Habe schon danach gegoogelt, nur leider bringen mich die Lösungen nicht wirklich weiter. 

Es scheint an einem fehlenden Treiber im Kernel zu liegen, ich weiß nur nicht welcher und finde es auch nicht heraus.

Welchen Treiber muß ich in menuconfig aktivieren, damit meine Netzwerkkarte läuft ?

-> Ethernet controller: ADMtek NC100 Network Everywhere Fast Ethernet 10/100 (rev11)

Ich habe zwei Treiber für ADM gefunden, beide aktiviert, aber das war es wohl nicht.

TorstenLast edited by Todie77 on Fri Apr 15, 2011 10:28 pm; edited 1 time in total

----------

## Christian99

ja, das klingt sehr nach einem fehlenden treiber.

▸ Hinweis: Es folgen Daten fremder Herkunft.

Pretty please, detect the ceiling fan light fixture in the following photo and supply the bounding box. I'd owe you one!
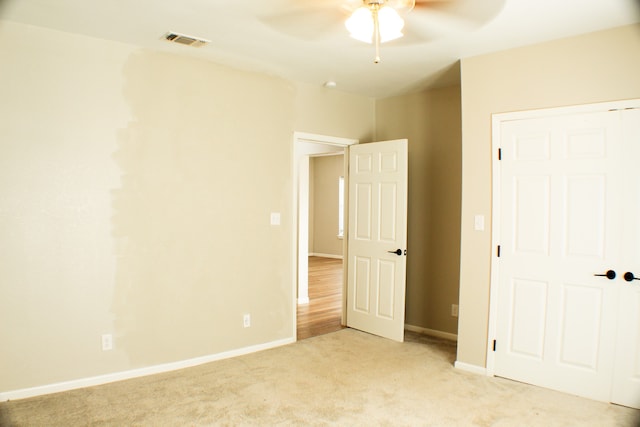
[378,6,404,43]
[344,6,373,43]
[345,3,404,43]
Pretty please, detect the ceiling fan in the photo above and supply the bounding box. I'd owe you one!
[264,0,506,63]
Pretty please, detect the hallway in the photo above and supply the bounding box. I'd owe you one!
[297,256,343,340]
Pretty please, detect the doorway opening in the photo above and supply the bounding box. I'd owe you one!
[293,132,358,339]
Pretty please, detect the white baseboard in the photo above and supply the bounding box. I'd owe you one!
[404,324,458,342]
[309,252,342,259]
[0,338,296,402]
[453,360,487,376]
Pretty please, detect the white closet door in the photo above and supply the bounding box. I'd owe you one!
[495,112,624,400]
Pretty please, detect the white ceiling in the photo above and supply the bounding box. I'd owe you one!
[0,0,640,98]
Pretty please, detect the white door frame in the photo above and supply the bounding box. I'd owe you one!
[486,99,640,376]
[291,132,359,340]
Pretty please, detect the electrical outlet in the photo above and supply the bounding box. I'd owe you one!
[102,334,113,351]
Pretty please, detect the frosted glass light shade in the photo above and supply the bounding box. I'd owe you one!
[344,6,373,43]
[345,6,404,43]
[378,6,404,43]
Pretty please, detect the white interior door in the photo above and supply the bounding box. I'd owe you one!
[494,105,640,406]
[347,139,408,341]
[611,109,640,409]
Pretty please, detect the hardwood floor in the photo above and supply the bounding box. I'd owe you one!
[297,256,343,340]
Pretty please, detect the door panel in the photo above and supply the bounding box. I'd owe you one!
[495,112,623,400]
[611,109,640,409]
[347,140,408,341]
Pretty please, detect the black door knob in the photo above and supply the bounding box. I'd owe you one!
[594,270,616,280]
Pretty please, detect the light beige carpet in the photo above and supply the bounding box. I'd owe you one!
[0,329,640,427]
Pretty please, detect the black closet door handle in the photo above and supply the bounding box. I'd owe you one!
[594,270,616,280]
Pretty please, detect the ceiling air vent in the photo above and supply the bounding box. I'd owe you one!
[164,32,209,47]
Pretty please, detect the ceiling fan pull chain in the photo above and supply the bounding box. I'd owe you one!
[371,3,380,64]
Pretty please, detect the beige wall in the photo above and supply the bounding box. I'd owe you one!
[0,22,374,392]
[458,25,640,366]
[376,87,461,334]
[310,155,344,256]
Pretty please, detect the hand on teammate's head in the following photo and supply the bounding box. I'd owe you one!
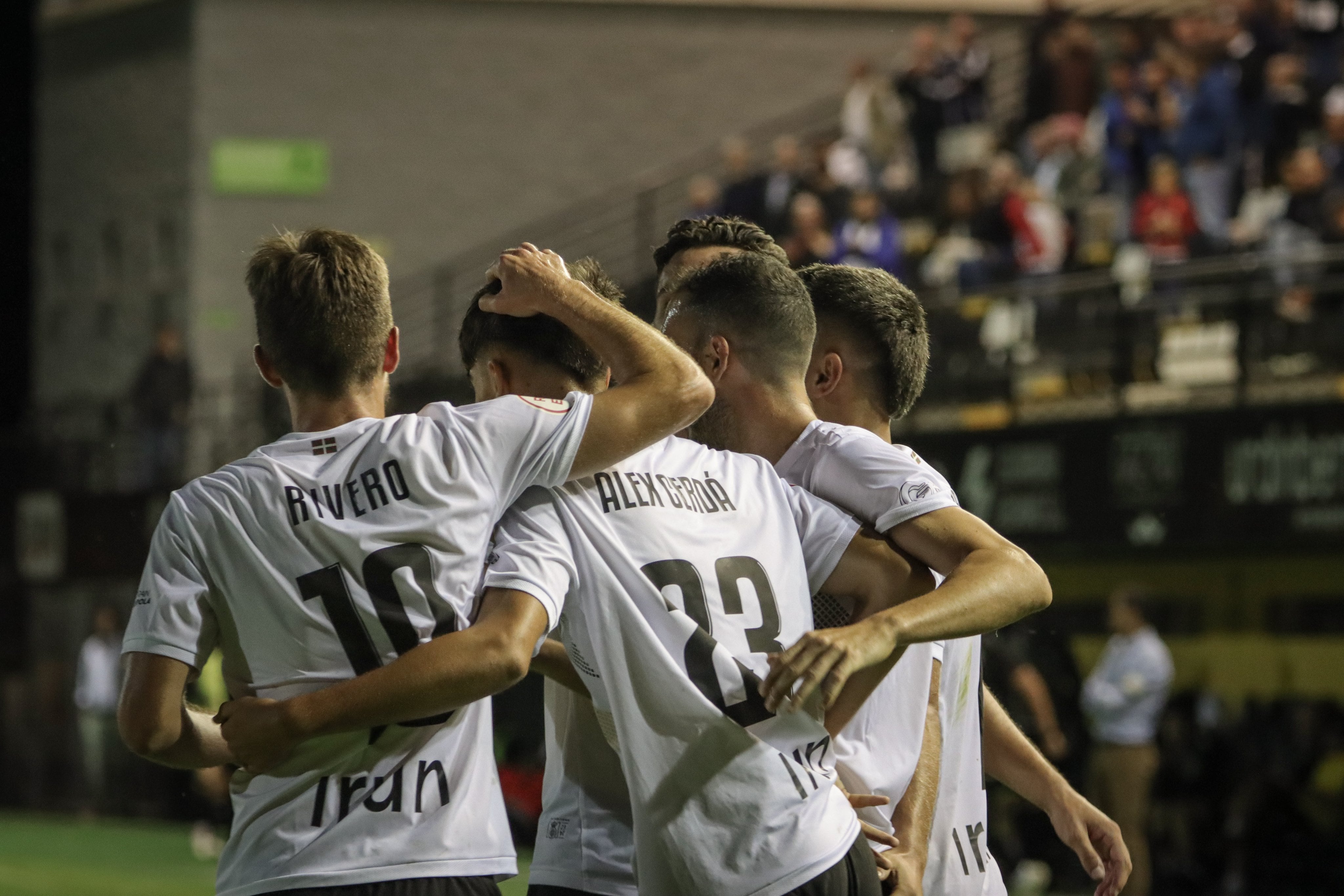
[480,243,570,317]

laut http://kmuto.jp/debian/hcl/ heißt der treiber tulip. such mal in der kernelconfig danach.

----------

## Todie77

Ja, das habe ich auch schon gefunden und versucht. Tulip (komplett) aktiviert, Kernel neu kompiliert etc, hat aber nichts gebracht. Die Fehlermeldung kommt immer noch. Steh total auf'm Schlauch.

----------

## firefly

hast du den neuen kernel auch nach /boot kopiert und gestartet? (wenn /boot eine eigene partition ist, nicht vergessen, dass diese vor dem kopieren gemountet ist  :Wink: )

Was sagt  *Quote:*   

> ifconfig -a

 

----------

## kriz

Hi.

Du brauchst keinen neuen Kernel. 

Check bitte per <lsmod> was du so alles an Treibern geladen hast.

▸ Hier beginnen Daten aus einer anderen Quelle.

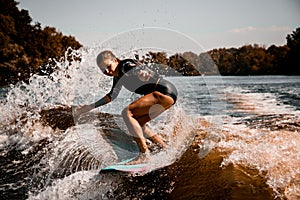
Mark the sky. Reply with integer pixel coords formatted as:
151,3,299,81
18,0,300,50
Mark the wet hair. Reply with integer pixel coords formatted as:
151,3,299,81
97,50,119,67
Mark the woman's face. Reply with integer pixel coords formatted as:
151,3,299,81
99,59,119,76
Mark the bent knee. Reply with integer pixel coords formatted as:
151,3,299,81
121,107,132,118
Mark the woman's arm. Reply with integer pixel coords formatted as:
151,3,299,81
74,77,122,117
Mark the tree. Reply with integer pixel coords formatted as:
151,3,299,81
286,27,300,75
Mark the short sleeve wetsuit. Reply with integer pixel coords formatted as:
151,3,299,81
95,59,178,107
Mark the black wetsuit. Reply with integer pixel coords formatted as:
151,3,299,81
95,59,178,107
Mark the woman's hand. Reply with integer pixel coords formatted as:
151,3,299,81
73,105,94,119
138,70,151,82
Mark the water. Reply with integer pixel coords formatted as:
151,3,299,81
0,48,300,199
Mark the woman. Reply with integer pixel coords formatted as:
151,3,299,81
75,51,177,164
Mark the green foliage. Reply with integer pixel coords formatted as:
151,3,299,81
286,27,300,74
0,0,82,86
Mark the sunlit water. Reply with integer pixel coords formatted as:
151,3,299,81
0,47,300,199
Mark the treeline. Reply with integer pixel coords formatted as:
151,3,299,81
142,28,300,76
183,28,300,75
0,0,300,86
0,0,82,86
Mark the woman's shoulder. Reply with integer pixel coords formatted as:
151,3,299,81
120,58,139,66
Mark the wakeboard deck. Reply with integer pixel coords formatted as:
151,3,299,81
100,128,165,173
101,158,150,173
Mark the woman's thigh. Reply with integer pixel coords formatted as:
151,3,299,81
126,92,174,126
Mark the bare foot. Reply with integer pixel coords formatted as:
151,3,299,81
125,153,149,165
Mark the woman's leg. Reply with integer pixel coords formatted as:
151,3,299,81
122,92,174,159
142,125,167,148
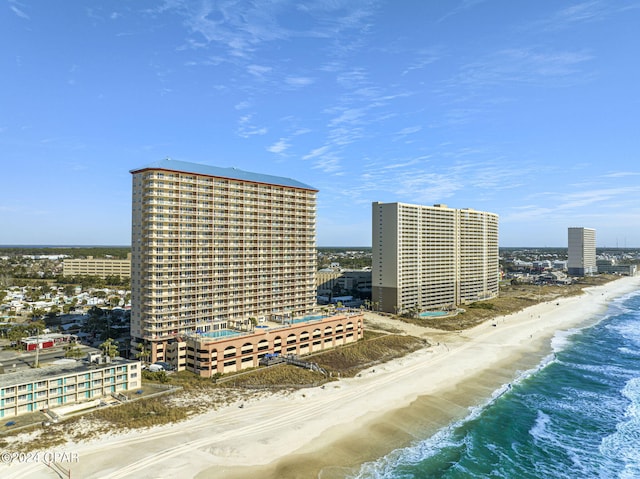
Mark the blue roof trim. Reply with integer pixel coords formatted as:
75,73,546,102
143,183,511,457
129,158,318,191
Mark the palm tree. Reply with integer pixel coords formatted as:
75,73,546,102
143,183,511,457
136,343,151,363
100,338,118,358
249,316,258,331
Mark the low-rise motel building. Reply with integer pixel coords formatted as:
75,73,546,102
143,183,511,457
167,312,364,377
0,354,142,418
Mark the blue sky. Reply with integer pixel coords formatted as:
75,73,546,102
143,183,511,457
0,0,640,247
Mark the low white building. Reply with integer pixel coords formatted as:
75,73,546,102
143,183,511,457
0,356,142,418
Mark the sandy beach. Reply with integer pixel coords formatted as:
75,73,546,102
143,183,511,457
5,277,640,479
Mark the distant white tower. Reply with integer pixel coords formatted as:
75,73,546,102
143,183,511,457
567,227,598,276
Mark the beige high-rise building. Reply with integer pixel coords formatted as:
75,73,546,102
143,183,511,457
131,159,317,361
567,227,598,276
62,253,131,278
371,202,499,313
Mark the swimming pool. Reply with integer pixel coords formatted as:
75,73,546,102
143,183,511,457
200,329,241,339
292,314,326,324
419,311,449,318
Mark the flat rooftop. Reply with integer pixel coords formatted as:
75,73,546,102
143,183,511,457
130,158,318,191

Gerade beim "testen" bietet es sich an, zuerst die Treiber als Module zu bauen.

Danach reicht ein <make modules_install>.

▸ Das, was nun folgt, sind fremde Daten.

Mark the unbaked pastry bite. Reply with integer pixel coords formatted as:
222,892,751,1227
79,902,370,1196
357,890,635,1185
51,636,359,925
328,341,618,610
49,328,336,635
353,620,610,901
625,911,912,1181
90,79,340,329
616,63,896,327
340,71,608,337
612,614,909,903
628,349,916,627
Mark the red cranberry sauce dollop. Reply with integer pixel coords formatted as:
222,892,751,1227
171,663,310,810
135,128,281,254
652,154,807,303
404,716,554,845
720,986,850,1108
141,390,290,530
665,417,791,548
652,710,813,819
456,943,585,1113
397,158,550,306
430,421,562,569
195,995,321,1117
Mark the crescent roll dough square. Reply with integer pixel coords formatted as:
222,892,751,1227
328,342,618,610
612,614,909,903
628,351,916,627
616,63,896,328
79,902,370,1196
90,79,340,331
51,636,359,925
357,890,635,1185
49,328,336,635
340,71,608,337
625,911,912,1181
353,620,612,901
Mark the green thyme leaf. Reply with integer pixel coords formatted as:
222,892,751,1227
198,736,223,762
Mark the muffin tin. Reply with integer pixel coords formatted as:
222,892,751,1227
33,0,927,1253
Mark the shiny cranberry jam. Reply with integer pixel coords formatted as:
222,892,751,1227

Per <modprobe> kannst du dann den richtigen Treiber laden.

cc

p.s das wichtigste vergessen......  :Smile: 

ich find' <lshw> recht gut und wenn es schon ein GUI gibt, nutz ich sowas auch.

http://ezix.org/project/wiki/HardwareLiSter

schönen Abend

----------

## Todie77

Ja klar habe ich den kernel nach boot kopiert und /dev/hda1 war auch gemounted (gehe ich mal von aus, da ja alles in der fstab eingetragen ist).

Und lsmod sagt gar nichts. Was ich allerdings nicht verstehe, da ich z.B. auch verschiede Verschlüsselungsalg. als Module kompiliert habe.

----------

## Christian99

hast du den treiber als modul oder in den kernel gebaut?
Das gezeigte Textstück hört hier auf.